Nevertheless, to ensure compatibility with prevalent datasets like MD17, we also computed single-point spin-polarized KS-DFT (also called unrestricted KS-DFT) values. These calculations employ the M0616 exchange-correlation functional — a notably superior meta-GGA functional relative to PBE for chemical reactions. This dual approach culminates in two datasets: xxMD-CASSCF and xxMD-DFT. The former captures potential energies and forces across the first three electronic states for azobenzene, dithiophene, malonaldehyde, and stilbene. The latter provides recomputed ground-state energy and force values, anchored on the same trajectories. All computational details are described in supplementary information section G Computational details. Notice that SA-CASSCF PESs can be more complicated than DFT surfaces due to more complicated electronic structure algorithm from SA-CASSCF, i.e. choice of active space. Both xxMD datasets are structured via a temporal split method, partitioning training and testing data based on trajectory timesteps. We want to emphasize that xxMD datasets do not involve nonadiabatic coupling vectors (NACs) for two reasons: first, the advances in the field of nonadiabatic dynamics have enabled NAC-free nonadiabatic dynamics simulations, for example, curvature-driven dynamics20,21,22,23,24. Second, the purpose of the current work is to provide a database which includes a wide nuclear configuration space for which the energies and gradients of multiple electronic states are available. Therefore, the machine learning force field models can be tested against each surfaces. We note that an appropriate fit of a coupled PESs with multiple electronic states for a single system requires diabatic representation, which is beyond the discussion of the current work25,26,27.
We evaluated six message-passing NFF models on the xxMD datasets: SchNet28, DimeNet++ (DPP)29, SphereNet (SPN)14, NequIP10, Allegro30, and MACE11. Each model was mostly used with its default parameters, and in line with convention, we trained the NFFs emphasizing more on force losses. While hyperparameter optimization could potentially improve performance (See Supplementary Information for an example), it remains outside the scope of this study. Therefore, the presented results might not showcase the absolute best performance for each model. Given our observations, we encourage researchers aiming to apply NFFs in practical scenarios to conduct rigorous re-benchmarks tailored to their specific chemical systems and objectives.

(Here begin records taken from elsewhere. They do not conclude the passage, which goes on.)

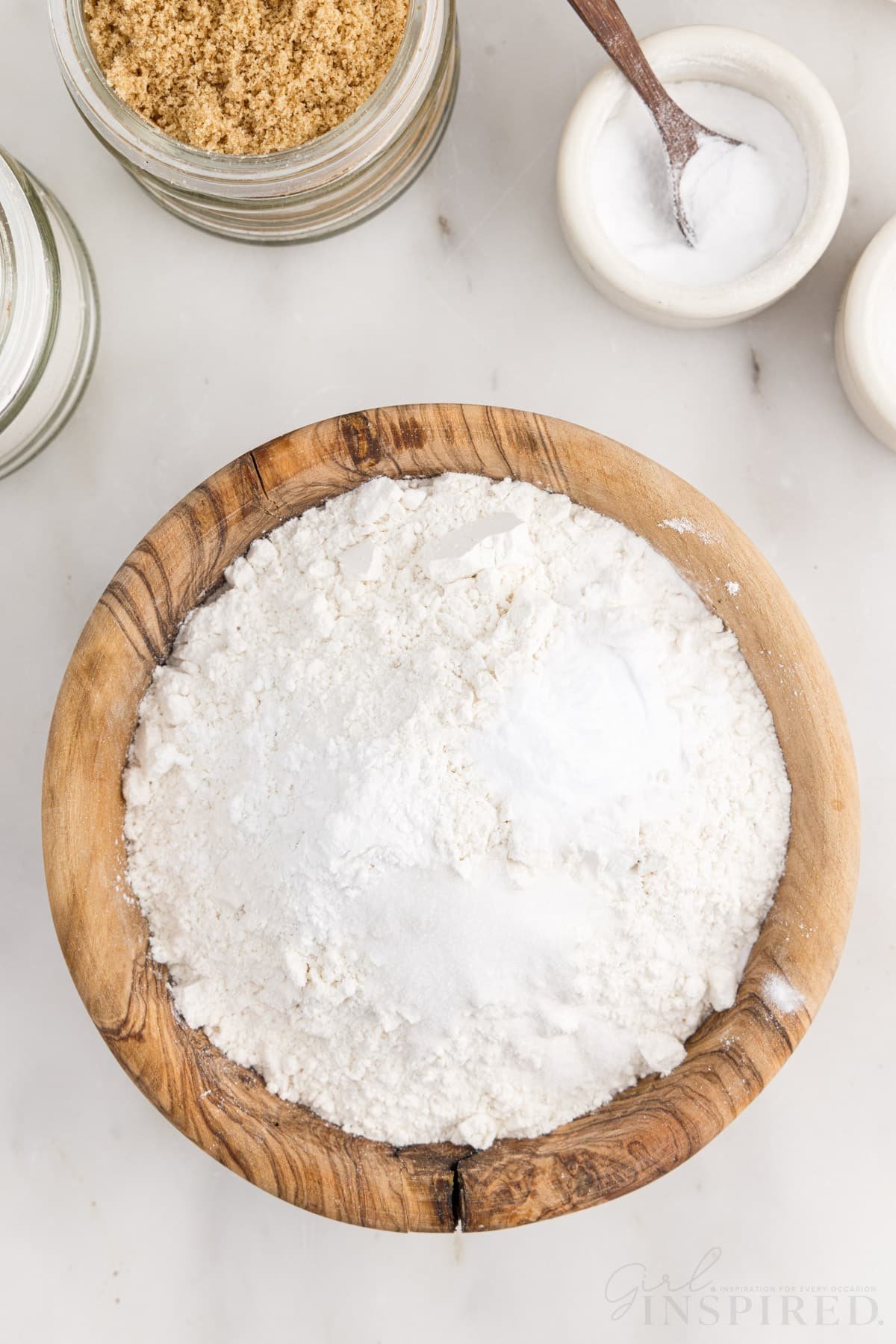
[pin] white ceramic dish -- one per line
(744, 61)
(867, 368)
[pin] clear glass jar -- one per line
(319, 188)
(49, 316)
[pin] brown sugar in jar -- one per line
(245, 77)
(279, 121)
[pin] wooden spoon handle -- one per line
(610, 27)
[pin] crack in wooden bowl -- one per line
(226, 1109)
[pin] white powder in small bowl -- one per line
(454, 812)
(743, 202)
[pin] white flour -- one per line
(454, 812)
(743, 203)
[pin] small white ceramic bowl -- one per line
(867, 368)
(715, 55)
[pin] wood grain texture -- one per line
(226, 1109)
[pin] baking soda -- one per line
(743, 202)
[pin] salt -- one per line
(743, 202)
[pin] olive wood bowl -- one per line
(226, 1109)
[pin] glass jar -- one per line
(49, 316)
(321, 187)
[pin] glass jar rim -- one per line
(31, 289)
(335, 153)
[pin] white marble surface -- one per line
(113, 1224)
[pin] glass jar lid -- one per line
(28, 289)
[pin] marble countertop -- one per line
(114, 1226)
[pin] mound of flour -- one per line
(454, 812)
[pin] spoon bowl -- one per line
(682, 137)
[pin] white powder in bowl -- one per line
(742, 202)
(454, 812)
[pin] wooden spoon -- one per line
(682, 134)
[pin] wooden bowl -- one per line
(226, 1109)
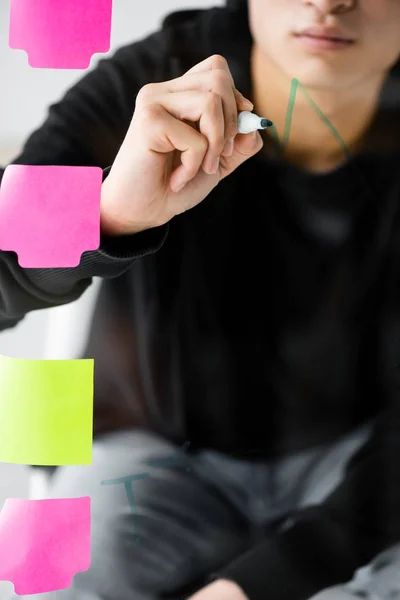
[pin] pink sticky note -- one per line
(49, 216)
(60, 34)
(44, 543)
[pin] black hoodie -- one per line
(262, 322)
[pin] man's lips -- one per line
(325, 34)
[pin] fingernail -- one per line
(228, 148)
(247, 102)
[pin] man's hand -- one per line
(221, 589)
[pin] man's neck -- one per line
(311, 145)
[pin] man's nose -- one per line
(326, 7)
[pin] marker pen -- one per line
(248, 122)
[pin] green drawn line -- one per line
(288, 125)
(289, 111)
(326, 121)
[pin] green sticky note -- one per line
(46, 411)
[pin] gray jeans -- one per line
(163, 518)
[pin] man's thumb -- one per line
(246, 146)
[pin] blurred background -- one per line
(26, 94)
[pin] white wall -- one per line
(24, 98)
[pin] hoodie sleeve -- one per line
(85, 128)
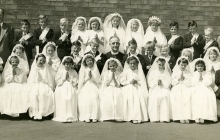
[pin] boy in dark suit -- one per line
(24, 37)
(193, 39)
(114, 43)
(61, 38)
(42, 34)
(149, 56)
(99, 57)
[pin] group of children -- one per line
(110, 72)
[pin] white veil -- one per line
(138, 35)
(105, 69)
(82, 71)
(109, 31)
(46, 73)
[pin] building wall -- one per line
(205, 12)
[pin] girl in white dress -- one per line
(134, 90)
(111, 99)
(159, 81)
(95, 30)
(65, 93)
(79, 32)
(114, 25)
(212, 60)
(88, 100)
(154, 33)
(180, 96)
(50, 51)
(14, 100)
(203, 98)
(135, 30)
(40, 88)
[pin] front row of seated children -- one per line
(117, 94)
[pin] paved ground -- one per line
(50, 130)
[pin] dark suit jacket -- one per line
(148, 62)
(28, 47)
(118, 56)
(64, 48)
(198, 48)
(141, 59)
(178, 46)
(100, 63)
(6, 39)
(213, 44)
(37, 42)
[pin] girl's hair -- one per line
(68, 61)
(40, 55)
(25, 22)
(94, 20)
(112, 61)
(76, 43)
(20, 47)
(174, 23)
(161, 60)
(129, 59)
(86, 57)
(200, 62)
(133, 42)
(183, 60)
(13, 57)
(52, 46)
(192, 23)
(213, 50)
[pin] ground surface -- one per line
(50, 130)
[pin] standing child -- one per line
(88, 100)
(61, 38)
(24, 37)
(135, 93)
(75, 49)
(114, 25)
(159, 81)
(50, 51)
(209, 39)
(180, 96)
(95, 30)
(203, 98)
(42, 34)
(111, 98)
(79, 32)
(174, 40)
(65, 93)
(40, 89)
(13, 99)
(194, 40)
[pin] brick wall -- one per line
(205, 12)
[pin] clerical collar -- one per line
(113, 53)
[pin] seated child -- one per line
(203, 98)
(111, 98)
(61, 38)
(159, 81)
(174, 40)
(194, 40)
(13, 99)
(100, 58)
(40, 88)
(75, 49)
(149, 56)
(24, 37)
(88, 102)
(134, 90)
(65, 93)
(42, 34)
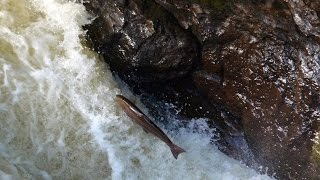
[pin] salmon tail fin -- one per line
(176, 150)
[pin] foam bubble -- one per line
(59, 118)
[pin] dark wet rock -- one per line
(144, 49)
(252, 67)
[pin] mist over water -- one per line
(58, 117)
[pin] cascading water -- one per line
(58, 118)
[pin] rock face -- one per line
(252, 66)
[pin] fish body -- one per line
(148, 126)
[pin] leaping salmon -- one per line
(148, 126)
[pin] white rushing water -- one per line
(58, 118)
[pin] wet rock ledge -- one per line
(251, 67)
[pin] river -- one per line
(58, 117)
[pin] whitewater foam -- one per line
(58, 115)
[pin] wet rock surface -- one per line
(250, 67)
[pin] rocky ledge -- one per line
(251, 67)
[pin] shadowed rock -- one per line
(252, 67)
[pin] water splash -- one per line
(58, 115)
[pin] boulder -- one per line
(252, 66)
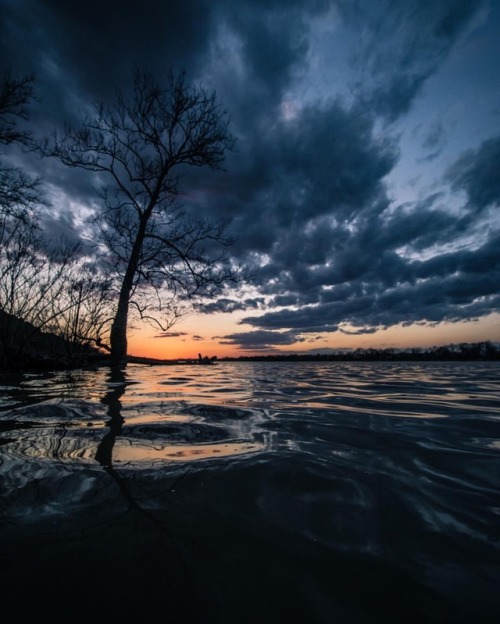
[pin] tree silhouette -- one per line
(139, 145)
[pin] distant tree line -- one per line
(460, 352)
(144, 256)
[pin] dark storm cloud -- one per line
(403, 45)
(260, 340)
(306, 188)
(171, 335)
(477, 173)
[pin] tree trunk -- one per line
(118, 337)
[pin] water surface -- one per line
(254, 492)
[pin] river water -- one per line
(253, 492)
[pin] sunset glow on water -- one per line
(351, 484)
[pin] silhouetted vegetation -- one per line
(137, 147)
(147, 257)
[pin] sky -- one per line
(364, 189)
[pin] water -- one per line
(253, 492)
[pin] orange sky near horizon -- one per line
(210, 329)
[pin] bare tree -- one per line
(42, 288)
(140, 145)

Temporal splitting was chosen over random splitting to partition the xxMD datasets. This method involves dividing time-series data based on timesteps, reserving a specific range for testing and applying a 50:25:25 split for training, validation, and testing sets. Such a split allows for a rigorous assessment of a model’s ability to predict unexplored areas of the PES. This is highlighted in Fig. 3, where deviations in trajectories over time emphasize the datasets’ capability to challenge and evaluate the extrapolative power of NFFs. However, it is possible to use random splitting on xxMD datasets considering the wide coverage of conformation space.
Data Records
The xxMD-CASSCF and xxMD-DFT datasets have been made publicly available on GitHub at the following URL: https://github.com/zpengmei/xxMD; and on Zenodo at the following URL: https://doi.org/10.5281/zenodo.1039385931. These datasets are stored in compressed archives, each containing pre-split extended XYZ format files based on temporal information. The files have been processed using the Atomic Simulation Environment (ASE) software package, as documented in the reference32. The GitHub repository is structured into two main directories, each corresponding to one of the datasets: xxMD-CASSCF and xxMD-DFT.

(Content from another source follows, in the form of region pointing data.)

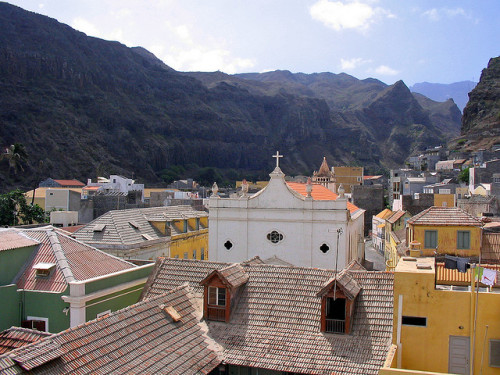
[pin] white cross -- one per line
(277, 156)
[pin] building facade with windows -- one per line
(50, 281)
(147, 233)
(303, 224)
(445, 230)
(442, 329)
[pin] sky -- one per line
(439, 41)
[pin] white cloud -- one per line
(350, 64)
(386, 71)
(435, 14)
(338, 15)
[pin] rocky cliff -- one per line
(481, 119)
(90, 107)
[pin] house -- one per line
(161, 335)
(395, 237)
(118, 184)
(52, 198)
(282, 319)
(450, 165)
(302, 224)
(441, 326)
(445, 230)
(49, 182)
(371, 199)
(15, 337)
(147, 233)
(50, 281)
(378, 229)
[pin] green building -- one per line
(50, 282)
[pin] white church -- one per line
(301, 224)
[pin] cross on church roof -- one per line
(277, 156)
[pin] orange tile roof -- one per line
(70, 183)
(319, 193)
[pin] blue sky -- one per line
(440, 41)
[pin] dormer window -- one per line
(221, 286)
(43, 269)
(338, 297)
(216, 304)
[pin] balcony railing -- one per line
(217, 313)
(335, 326)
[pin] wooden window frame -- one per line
(460, 239)
(426, 243)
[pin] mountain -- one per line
(441, 92)
(481, 119)
(88, 107)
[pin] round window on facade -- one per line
(275, 236)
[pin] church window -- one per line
(275, 236)
(324, 248)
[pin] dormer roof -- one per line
(232, 276)
(345, 282)
(324, 170)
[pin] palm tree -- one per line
(15, 155)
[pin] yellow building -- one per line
(442, 328)
(189, 238)
(444, 200)
(445, 230)
(348, 177)
(148, 233)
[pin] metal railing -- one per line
(217, 313)
(335, 326)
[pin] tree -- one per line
(463, 176)
(14, 210)
(16, 155)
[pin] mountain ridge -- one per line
(90, 107)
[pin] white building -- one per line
(117, 184)
(290, 221)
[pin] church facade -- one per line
(305, 225)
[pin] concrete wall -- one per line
(371, 199)
(448, 313)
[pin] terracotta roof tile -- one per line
(275, 322)
(319, 193)
(15, 337)
(444, 216)
(75, 183)
(119, 231)
(74, 261)
(141, 339)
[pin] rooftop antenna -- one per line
(339, 232)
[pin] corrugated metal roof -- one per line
(444, 216)
(12, 239)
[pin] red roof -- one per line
(76, 261)
(319, 193)
(74, 183)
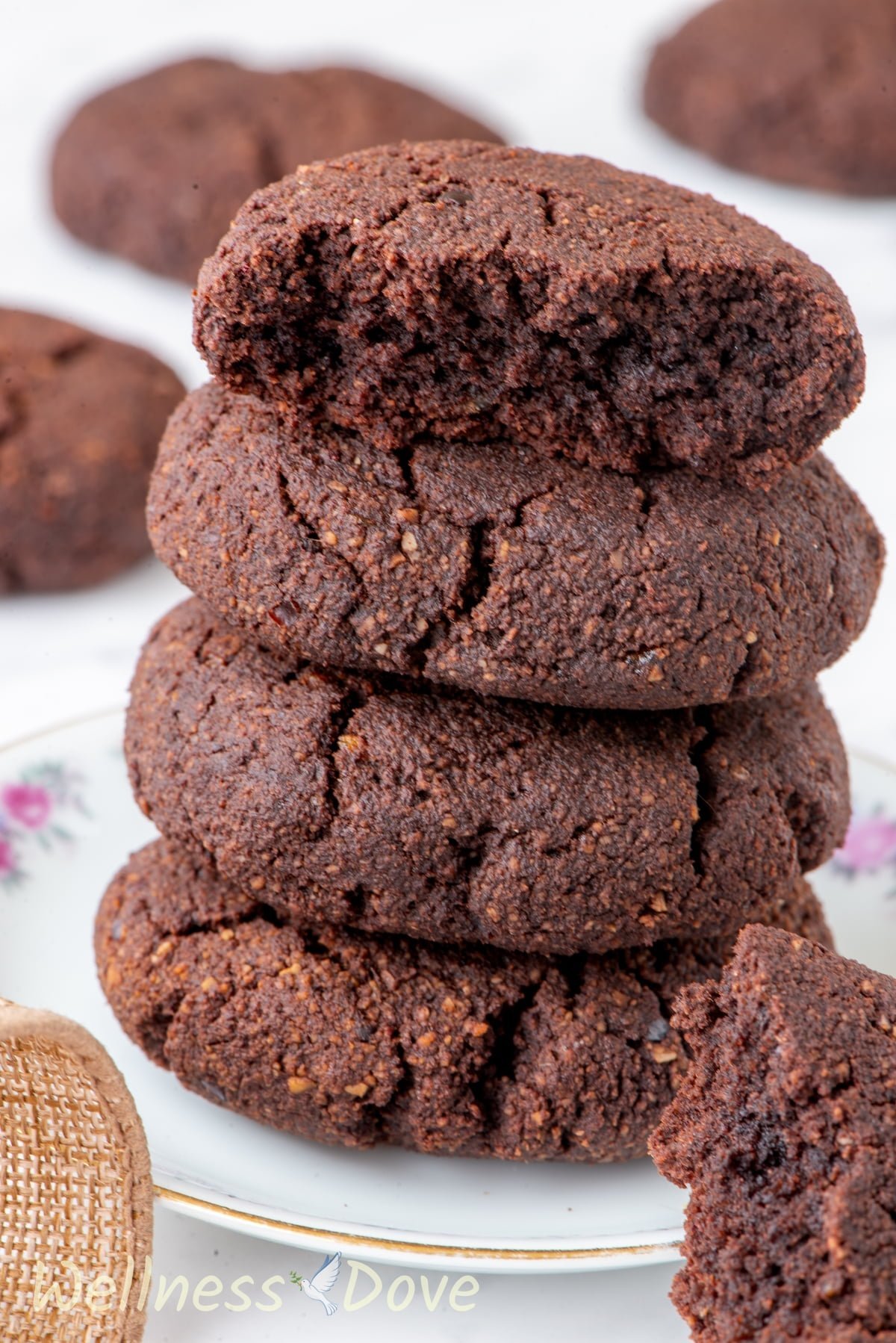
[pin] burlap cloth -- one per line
(75, 1191)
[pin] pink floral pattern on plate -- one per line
(30, 816)
(869, 846)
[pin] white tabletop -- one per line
(558, 77)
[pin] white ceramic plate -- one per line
(67, 824)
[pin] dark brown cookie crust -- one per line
(80, 424)
(795, 90)
(455, 818)
(785, 1131)
(355, 1040)
(156, 168)
(509, 574)
(474, 292)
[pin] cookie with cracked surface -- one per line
(795, 90)
(472, 292)
(785, 1131)
(457, 818)
(156, 168)
(80, 425)
(512, 574)
(352, 1038)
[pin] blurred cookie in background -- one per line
(155, 168)
(795, 90)
(80, 424)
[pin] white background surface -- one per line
(558, 75)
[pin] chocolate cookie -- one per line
(785, 1131)
(514, 575)
(795, 90)
(80, 425)
(356, 1040)
(449, 817)
(156, 168)
(473, 292)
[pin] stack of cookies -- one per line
(494, 718)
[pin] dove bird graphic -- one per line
(323, 1282)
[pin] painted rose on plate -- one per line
(31, 809)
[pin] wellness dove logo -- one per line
(323, 1282)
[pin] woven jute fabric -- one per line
(75, 1190)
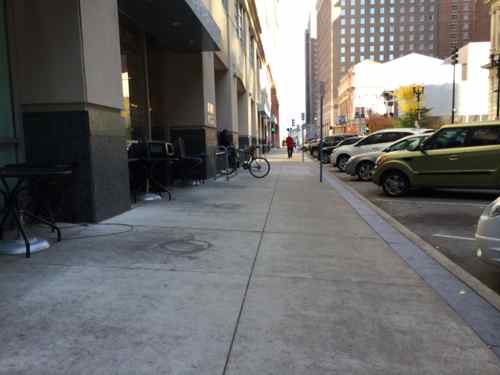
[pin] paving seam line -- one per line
(250, 278)
(439, 273)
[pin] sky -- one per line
(290, 70)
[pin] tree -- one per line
(407, 100)
(409, 106)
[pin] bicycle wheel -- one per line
(259, 167)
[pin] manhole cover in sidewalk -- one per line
(227, 206)
(185, 246)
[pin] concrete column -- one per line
(184, 101)
(254, 123)
(69, 78)
(244, 113)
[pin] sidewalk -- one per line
(278, 276)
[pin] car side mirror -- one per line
(422, 148)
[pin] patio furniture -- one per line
(188, 167)
(34, 174)
(148, 162)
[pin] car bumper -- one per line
(350, 168)
(376, 177)
(488, 239)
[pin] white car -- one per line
(488, 233)
(377, 141)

Within each directory, data is further organized into subdirectories named after the four molecules studied: malonaldehyde, azobenzene, stilbene, and dithiophene. Each molecule’s subdirectory contains the associated dataset files. Notably, the xxMD-CASSCF dataset includes an additional subdirectory structure that segregates the state-specific data for the first three electronic states.
Technical Validation
Dynamic properties
Through the ensemble-averaged radial distribution function (RDF) and mean square displacement (MSD), the xxMD datasets exhibit a comprehensive sampling of the nuclear configuration space, surpassing that observed in MD17. Illustrated in Fig. 3, the RDF and MSD track nuclear configurations over time, offering insights into the spatial distribution and mobility of particles, respectively. The RDF measures the likelihood of particle presence at varying radial distances from a reference point, whereas the MSD quantifies the average squared distance that molecules travel over a time interval.
The pronounced shifts in nuclear configurations captured by nonadiabatic dynamics in the xxMD datasets, as reflected in the dynamic breadth of the RDF and MSD, underline the enhanced diversity of PES regions sampled. Consequently, the complexity of mastering the PESs for molecules in the xxMD dataset is expected to be significantly elevated, presenting a robust challenge for the accuracy of NFFs.

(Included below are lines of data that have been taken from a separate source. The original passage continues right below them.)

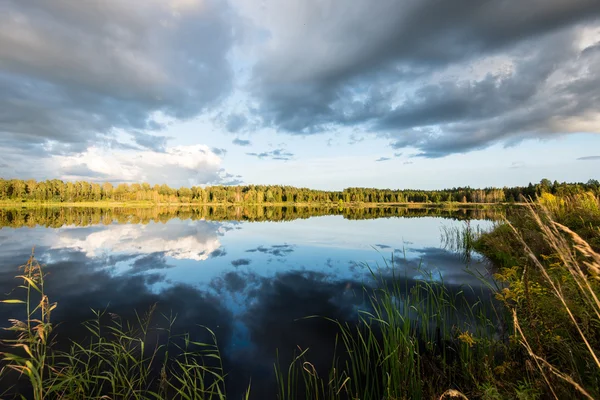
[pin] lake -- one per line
(250, 275)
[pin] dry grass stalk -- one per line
(569, 249)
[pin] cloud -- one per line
(177, 166)
(277, 154)
(235, 122)
(218, 253)
(151, 142)
(178, 241)
(72, 72)
(219, 151)
(241, 142)
(437, 77)
(240, 262)
(279, 250)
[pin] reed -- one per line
(121, 360)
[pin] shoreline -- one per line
(146, 204)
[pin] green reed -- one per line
(121, 360)
(412, 342)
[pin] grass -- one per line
(412, 342)
(423, 339)
(550, 265)
(119, 361)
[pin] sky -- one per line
(324, 94)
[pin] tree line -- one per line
(57, 191)
(56, 217)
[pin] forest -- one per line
(56, 217)
(57, 191)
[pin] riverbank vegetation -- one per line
(55, 217)
(549, 262)
(56, 191)
(534, 334)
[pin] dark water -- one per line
(251, 282)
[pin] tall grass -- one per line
(550, 264)
(573, 279)
(461, 239)
(414, 339)
(119, 361)
(414, 342)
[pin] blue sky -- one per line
(324, 94)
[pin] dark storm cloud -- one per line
(235, 122)
(277, 154)
(241, 142)
(71, 71)
(383, 246)
(428, 73)
(150, 262)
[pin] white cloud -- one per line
(177, 166)
(179, 241)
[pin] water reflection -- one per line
(252, 283)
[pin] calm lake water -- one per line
(251, 282)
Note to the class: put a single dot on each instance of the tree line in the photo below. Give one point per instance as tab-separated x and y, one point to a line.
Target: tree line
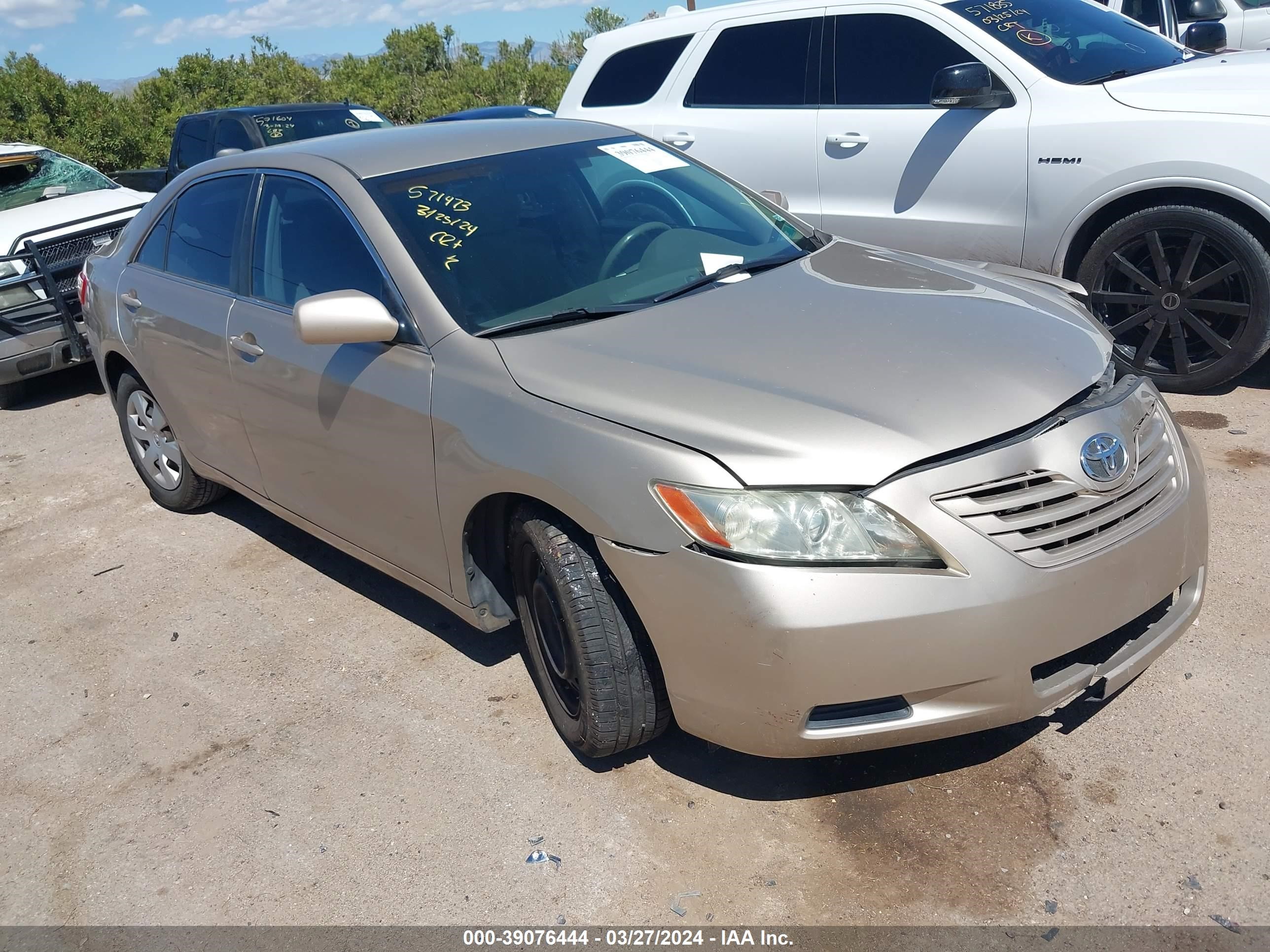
421	73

Benchmarks on xxMD-CASSCF and xxMD-DFT datasets
We picked six representative equivariant NFFs to benchmark. The hyperparameters and training details of models are described in the supplementary information. We used a weighted loss of 1:1000 on energy and forces. We stress that our purpose is not to perform an extensive comparison of models over multiple choices of hyperparameters. Rather, we limit ourselves to showing the performance of the models in the default configurations.
We first evaluate the regression precision of all models on the first three electronic states, which are labeled as S0, S1, and S2 respectively (Label S denotes the singlet spin state which is a widely used notation in quantum chemistry) by using the temporal splitting approach for data in xxMD-CASSCF dataset. The mean absolute error (MAE) of the predictive energies and forces for test sets are shown in Table 1. Similarly, we present such results of using xxMD-DFT datasets in Table 2. The best performance on each row is bolded. Additional results on the validation sets are available in the supporting information. Note that validation sets depict the nuclear configurations that are closer to the training sets due to the temporal splitting. Therefore, the MAE shown in validation sets are in general lower than that for test sets.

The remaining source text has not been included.